Torniamo al tema centrale. Da un lato, a fronte dell’apparente unità e serafica calma ostentata, il centrodestra non sta vivendo sonni tranquilli. Berlusconi ha posto la sua candidatura (ma non l’ha mai voluta ufficializzare). Meloni, a prescindere dalla sortita del Presidente “patriota”, quella candidatura l’ama come i guelfi amavano i ghibellini e viceversa. Lo ha fatto capire sempre e comunque. Capisce l’improponibilità dell’auto candidatosi. Salvini, per natura tranchant e logorroico in ogni occasione, tace. La mossa di Berlusconi sulla scacchiera politica ha infilato la coalizione in un cul de sac. Berlusconi non vuol sentire parlare di piano B, teme che il signor o la signora B possa tramare alle sue spalle aumentando i problemi che la sua candidatura registra. E’ chiaramente invisa ai cespugli del centrodestra, formati al 98% da esuli di Forza Italia, che non amano di certo l’ex padrone. In più la Meloni è stata chiarissima, vuole Berlusconi al Colle per ottenere subito le elezioni anticipate. Ora il partito più forte in Parlamento è quello di chi vuol stare lì fino all’ultimo giorno della legislatura, conscio che la riduzione di un terzo del numero dei parlamentari lo condanna a tornare a casa senza appello. Motivo più che sufficiente per non votare Berlusconi. A prescindere dalla discutibilità del personaggio e della sua storia, anche e non solo giudiziaria, il leader (il padrone in realtà) di Forza Italia ha commesso una ingenuità da neofita, incredibile per uno della sua esperienza: candidarsi troppo presto. L’ideale per bruciarsi. Faccio fatica a dar ragione a chi ipotizza che la sua autocandidatura sia strumentale al fatto di rafforzare il consenso sul suo partito. In realtà dall’annuncio i sondaggi danno Forza Italia in crescita. Avessero ragione? D’altra parte se Salvini o Meloni dichiarano apertamente di non appoggiare la candidatura dell’alleato, la coalizione dell’armonia e della compattezza implode e si squaglia più velocemente della neve esposta al sol leone. Come ne usciranno? Quien sabe, direbbero gli spagnoli. Meglio non tradurre nell’italiano corrente.

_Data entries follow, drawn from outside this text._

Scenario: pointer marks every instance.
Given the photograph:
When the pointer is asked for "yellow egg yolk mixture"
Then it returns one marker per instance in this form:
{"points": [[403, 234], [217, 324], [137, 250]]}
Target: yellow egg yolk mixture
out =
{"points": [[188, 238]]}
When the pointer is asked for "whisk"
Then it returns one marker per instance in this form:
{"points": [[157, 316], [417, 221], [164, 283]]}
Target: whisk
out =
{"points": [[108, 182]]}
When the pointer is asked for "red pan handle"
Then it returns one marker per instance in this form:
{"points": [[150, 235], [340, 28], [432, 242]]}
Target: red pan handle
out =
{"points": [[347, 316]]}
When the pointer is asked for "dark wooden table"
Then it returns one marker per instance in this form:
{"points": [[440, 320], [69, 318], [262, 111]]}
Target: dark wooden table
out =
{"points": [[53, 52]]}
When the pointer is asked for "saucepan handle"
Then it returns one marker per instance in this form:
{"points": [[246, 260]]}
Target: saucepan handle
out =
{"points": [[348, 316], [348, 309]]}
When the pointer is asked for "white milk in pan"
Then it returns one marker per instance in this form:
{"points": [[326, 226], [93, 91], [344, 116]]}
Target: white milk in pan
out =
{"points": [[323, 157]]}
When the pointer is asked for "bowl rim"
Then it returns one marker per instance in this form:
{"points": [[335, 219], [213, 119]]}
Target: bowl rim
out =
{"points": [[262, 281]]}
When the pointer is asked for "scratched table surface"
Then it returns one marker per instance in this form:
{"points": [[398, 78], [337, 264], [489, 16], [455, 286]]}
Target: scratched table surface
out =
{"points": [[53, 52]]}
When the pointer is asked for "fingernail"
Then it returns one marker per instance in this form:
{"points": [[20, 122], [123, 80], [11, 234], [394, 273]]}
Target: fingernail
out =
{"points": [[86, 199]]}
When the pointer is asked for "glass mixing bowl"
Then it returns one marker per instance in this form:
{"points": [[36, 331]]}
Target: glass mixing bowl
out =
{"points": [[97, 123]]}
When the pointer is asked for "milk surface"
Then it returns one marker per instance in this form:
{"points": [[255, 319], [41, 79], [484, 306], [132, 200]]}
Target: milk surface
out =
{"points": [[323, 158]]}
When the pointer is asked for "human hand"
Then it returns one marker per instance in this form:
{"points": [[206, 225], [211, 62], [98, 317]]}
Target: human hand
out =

Non sta certo meglio il centrosinistra. Lo scafato Enrico Letta, segretario nazionale del Pd, mentre propugnava la coalizione ampia, cioè aperta a nuovi contributi, allargando lo steccato del centrosinistra, rinviava a gennaio la discussione interna sul Colle. Ora che è arrivato il momento si capisce perché. i due principali interlocutori sembra che si troverebbero d’accordo solo su un’eventuale, quanto improbabile, rielezione di Sergio Mattarella. Per i resto qualunque candidato dell’uno fa storcere muso e naso all’altro. Leu e Sinistra italiana, sono in rispettosa attesa. Sanno che i loro numeri li fanno contare quanto il due di picche e, pur disponendo di animali di razza nel tessere orditi per candidati vincenti, uno per tutti Pierluigi Bersani, si sono dati, sembra, la consegna del silenzio. La romperanno? Certamente, ma solo quando la partita a scacchi volgerà verso una soluzione. Intanto se Pd e M5S non trovano accordo su uno o più candidati di alto profilo, altro che cul de sac, è una Waterloo.

Renzi, Calenda ed il resto della cosiddetta ala centrista sembrano in stand by. Renai, dopo essersi proposto al centrodestra come regista e non aver ottenuto il contratto di scrittura artistica, si è paralizzato. Ma è una paralisi temporanea, al tempo ricomincerà a guizzare. Calenda ha buttato lì il nome di Marta Cartabia, e lo ha fatto in contemporanea al momento in cui la Cartabia aveva suscitato le ire funeste dei giornalisti tutti e dei loro ordini professionali per il decreto legislativo sulla presunzione d’innocenza.

Il tre febbraio Mattarella dovrebbe sloggiare dal Quirinale, non vorrei vederlo andar via, ma i miei desideri non è che non contano, semplicemente non esistono, come quelli analoghi della stragrande maggioranza del Paese. Ma ormai Paese e politica, si è capito sono come le rotaie dei binari, non s’incontrano mai.